Technical director James Allison says he is sure that Ferrari has returned to the 'cutting edge' of F1 thanks to the work carried out to improve both its technical team and its Maranello wind-tunnel over the past twelve months.

The Scuderia had been forced to make use of Toyota's wind tunnel in Cologne while work was ongoing on its own facility, where a series of issues had been uncovered.

Alongside that work, Ferrari has brought in a number of new staff members to boost its aerodynamic team and Allison said he felt sure that the team would reap the benefits over the year ahead.

"Aerodynamics remains the lifeblood of a modern Formula 1 car," he said. "It's impossible to be competitive without having the right tools and adequate resources: now we can say we have moved on from being maybe the fourth or fifth team in terms of the tools we have, to once again being at the cutting edge and everything is in place to open up a new Ferrari era.

"It's true that the influence of the power unit on overall performance of the car will be much greater than in the recent past. From when, in 2007, the freeze on engine development took hold and performance levels converged, it's clear that its influence on the pecking order got ever smaller, while aerodynamics grew in importance. In the years leading up to that point, that wasn't the case: I can well remember how important the engine was in terms of Ferrari's successes in the first half of the Noughties. Now we will witness a re-balancing, although aerodynamics will still be a key factor."

Allison joined Ferrari in the summer having left Lotus earlier in the year, but he insisted that he hadn't been focused on the team's new car and had instead worked to ensure that the team was in the right position for the year ahead.

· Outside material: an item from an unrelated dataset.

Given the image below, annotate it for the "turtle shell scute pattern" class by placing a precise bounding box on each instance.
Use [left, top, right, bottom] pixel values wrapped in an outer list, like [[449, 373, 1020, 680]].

"I definitely haven't spent time going into the details of the design of the new car, as it wouldn't make any sense at this stage," he said. "Rather, I concentrated on trying to direct adequate resources and on putting the best people in the right places to optimise attention to detail.

"Actually, when you tackle a regulation change like this one, it's not something you only start thinking about six months beforehand. When I arrived in Maranello, work on the project had been on going for two years. I tried to immerse myself in its philosophy and adapt to the team as quickly as possible.

"Having said that, what you could call my active role in the design of the car involves working identifying the areas on which maybe we should push harder and concentrate more effort."